Ночью проехали Владимир. Знал, где-то здесь с кручи грозит земле и небу серебряными кулаками собор Успения, где-то стоит, согнув крутые плечи, собор Дмитрия, где-то встали поперек дороги не воротами – твердыней Золотые ворота. Но Бардин ничего не видел – была белесая мгла октябрьской ночи, отмеченная островами леса и тумана, белые полосы рек на отшибе да небо без конца и края… Он был в Суздале, когда ночь перевалила за середину – до рассвета оставалось часа три. Шел по улицам, затопленным тьмой (далеко же простерлось море тьмы), думал: «Однако жестоки Бардины, если сестру родную оставили в такой глуши… куда цари ссылали жен и наперсниц…» Искал дом Бардиной Ефросиньи не по воротам и ставням – по контурам крыши только ее и можно было углядеть в этой первозданной темноте. Вскинул высоко ручищу, нащупал щеколду, застучал – небось девический сон зыбок, должна услышать.
– Что колотишь, святой человек, не к глухим пришел!
– Откройте… тетя!..
– Егорка!.. Ох, господи… Иван, Иван, Егорка приехал!.. Егор, говорю, приехал!.. Как, какой Егор? Твой, твой!.. Ах ты, царица небесная! Погоди, Егор, не входи, я не одета!
Да, это она – и векового девичества, оказывается, мало, чтобы перестать быть женщиной.
– Что же молчишь, дружочек?.. Я спрашиваю «Кто там?», а ты молчишь, как в рот воды набрал… Только, чур, не зови меня тетей!.. У меня имя есть. Где ты здесь?.. Дай мне руку… Ах, какие они у тебя холодные и колются…
– Да откуда им колоться?
– Как откуда? Я же чувствую, ты меня уколол!.. Поднимай выше ноги – тут где-то метлу обронил Городец. – Она все еще зовет его просто Городцом, она зовет его экономом, на самом деле он душеприказчик, злые языки говорят, друг сердца. – Всю землю усыпал метлами. И откуда он только их так много взял?.. Вот тут у меня где-то электричество, протяни руку направо и поверни выключатель. Я говорю, направо, а ты налево… Дай-ка я сама, дружочек…
У нее редкое искусство оглупить человека. Она это делает корректно, больше того, вежливо-корректно, однако очень последовательно. Проживешь у нее в доме дня два и превращаешься в олуха царя небесного.
Вспыхивает свет. Она стоит в двух шагах от Бардина, подняв крутой, с ямочкой подбородок, будто сейчас с нее будут портрет писать – ни дать ни взять Ермолова на известном серовском портрете.
– Да вы ложились ли спать, Ефросинья Кузьминична?..
– Разумеется, как всегда, в десять, а что тебя, собственно, смутило? Ах, понимаю, я должна была явиться к тебе простоволосой, в шлепанцах на босу ногу… Не так ли? Ты же знаешь, что неглиже – не мой стиль…
Да, Бардин это знает. Как знает и то, что за пятьдесят лет своего отшельничества она не растеряла многого, что дала ей семья, и прежде всего привередливой чистоплотности, хотя ей нелегко было держать свой дом в чистоте – как ни экономно она вела хозяйство, нередко жестокая рука нужды касалась и ее.

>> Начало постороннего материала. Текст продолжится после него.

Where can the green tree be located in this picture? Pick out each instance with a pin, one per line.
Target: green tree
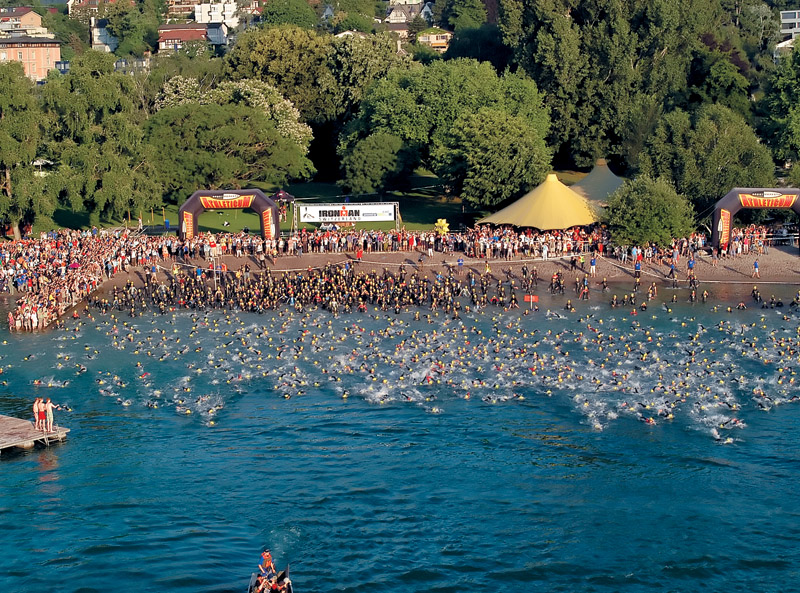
(375, 163)
(135, 26)
(293, 60)
(647, 209)
(217, 145)
(783, 95)
(21, 192)
(251, 93)
(491, 156)
(484, 44)
(289, 12)
(465, 14)
(590, 58)
(71, 32)
(96, 141)
(721, 82)
(706, 154)
(354, 22)
(415, 27)
(421, 105)
(355, 63)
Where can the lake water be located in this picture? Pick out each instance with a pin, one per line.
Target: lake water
(506, 453)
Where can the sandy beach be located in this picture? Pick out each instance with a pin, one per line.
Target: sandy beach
(780, 266)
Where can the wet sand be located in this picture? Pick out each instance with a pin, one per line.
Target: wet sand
(781, 266)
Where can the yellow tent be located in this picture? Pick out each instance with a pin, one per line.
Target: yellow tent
(598, 184)
(551, 205)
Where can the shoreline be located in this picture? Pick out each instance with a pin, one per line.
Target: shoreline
(780, 267)
(780, 262)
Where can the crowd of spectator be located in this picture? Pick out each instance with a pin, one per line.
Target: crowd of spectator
(51, 274)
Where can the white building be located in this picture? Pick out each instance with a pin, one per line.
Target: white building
(99, 36)
(790, 23)
(218, 12)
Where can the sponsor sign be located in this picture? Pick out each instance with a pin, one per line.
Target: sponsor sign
(266, 218)
(188, 225)
(767, 199)
(227, 201)
(724, 228)
(347, 212)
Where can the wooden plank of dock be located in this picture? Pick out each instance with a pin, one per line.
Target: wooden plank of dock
(15, 432)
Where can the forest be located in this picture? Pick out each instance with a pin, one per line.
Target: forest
(692, 94)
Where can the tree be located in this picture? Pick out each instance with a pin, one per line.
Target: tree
(719, 81)
(707, 153)
(648, 210)
(355, 63)
(375, 163)
(465, 14)
(252, 93)
(293, 60)
(135, 26)
(96, 141)
(591, 57)
(783, 95)
(422, 105)
(289, 12)
(491, 156)
(415, 27)
(484, 44)
(21, 192)
(217, 145)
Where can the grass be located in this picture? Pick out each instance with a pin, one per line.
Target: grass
(420, 206)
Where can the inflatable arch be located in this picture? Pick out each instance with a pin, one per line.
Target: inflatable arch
(748, 197)
(256, 200)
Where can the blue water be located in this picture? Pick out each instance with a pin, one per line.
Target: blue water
(405, 485)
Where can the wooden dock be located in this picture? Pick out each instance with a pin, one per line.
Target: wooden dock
(15, 432)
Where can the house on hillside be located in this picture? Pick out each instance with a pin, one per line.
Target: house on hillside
(435, 38)
(180, 9)
(82, 8)
(398, 15)
(38, 55)
(790, 23)
(403, 13)
(100, 38)
(174, 37)
(19, 17)
(217, 33)
(218, 12)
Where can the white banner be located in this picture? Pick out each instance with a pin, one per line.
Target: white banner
(347, 212)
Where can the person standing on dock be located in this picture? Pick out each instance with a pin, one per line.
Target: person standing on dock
(41, 414)
(48, 406)
(36, 412)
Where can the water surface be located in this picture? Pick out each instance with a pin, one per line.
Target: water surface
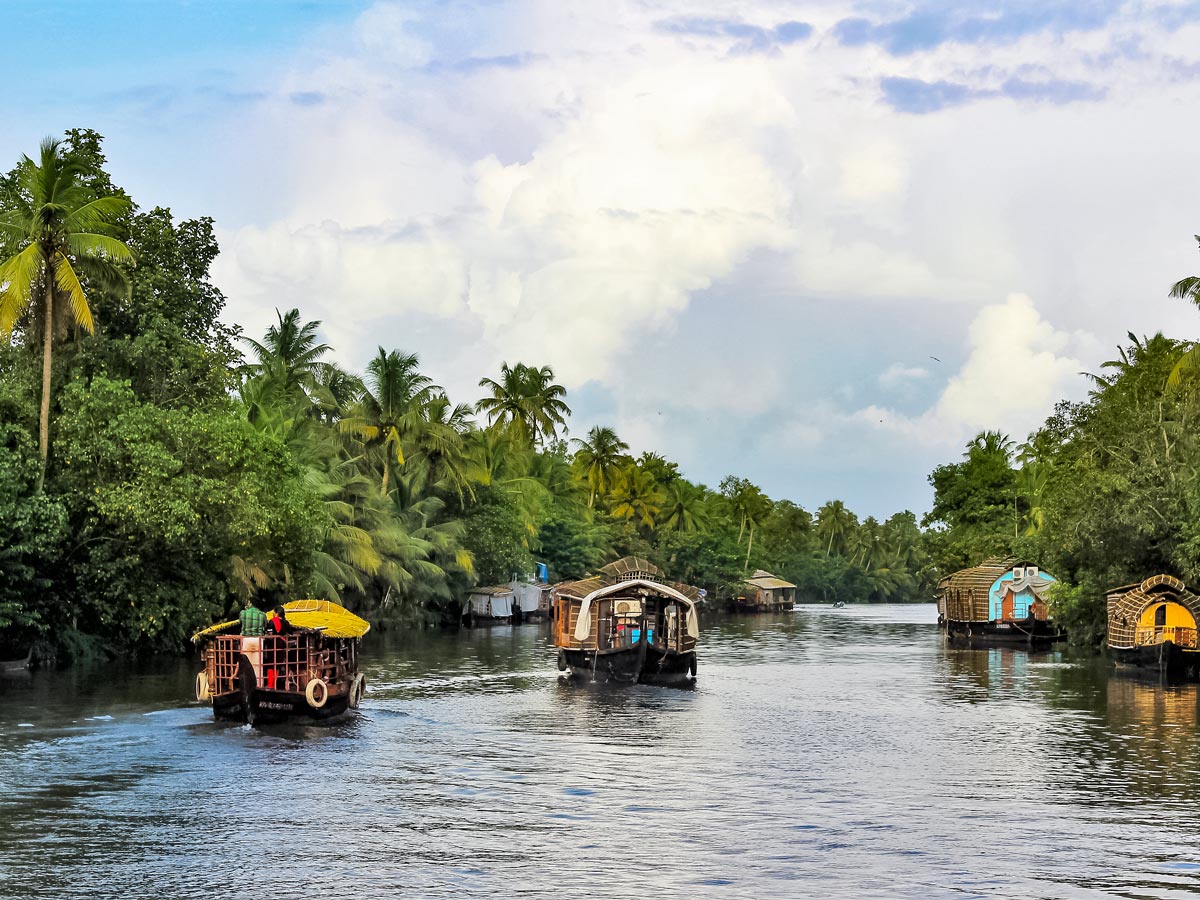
(822, 754)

– Как отец, Ефросинья Кузьминична? – Бардин полагает, что внимание, на которое вправе рассчитывать она, ей оказано и он может спросить теперь об отце.
– Был Клепиков (она сказала Клепиков, полагая, что его обязаны знать, видно, какая-то здешняя знаменитость), нашел инфлюэнцу, а это значит – постельный режим, покой и тепло… Все это у меня есть в избытке… Больше, чем в Москве. Одним словом, сейчас лучше. Отец в сенцах; решил умыться на сон грядущий.
– А при чем Москва, Ефросинья Кузьминична?
– Сто лет маку не родило и голоду не было… Фиораванти слепил свой собор в Кремле по образцу и подобию владимирского, а Владимир – младший брат Суздаля… Вот то-то!
– Небо просторное, Ефросинья Кузьминична, под ним и Москве, и Суздалю место найдется…
Она протянула руку к столу, на котором лежала полоска связанной шерсти, видно, связала накануне.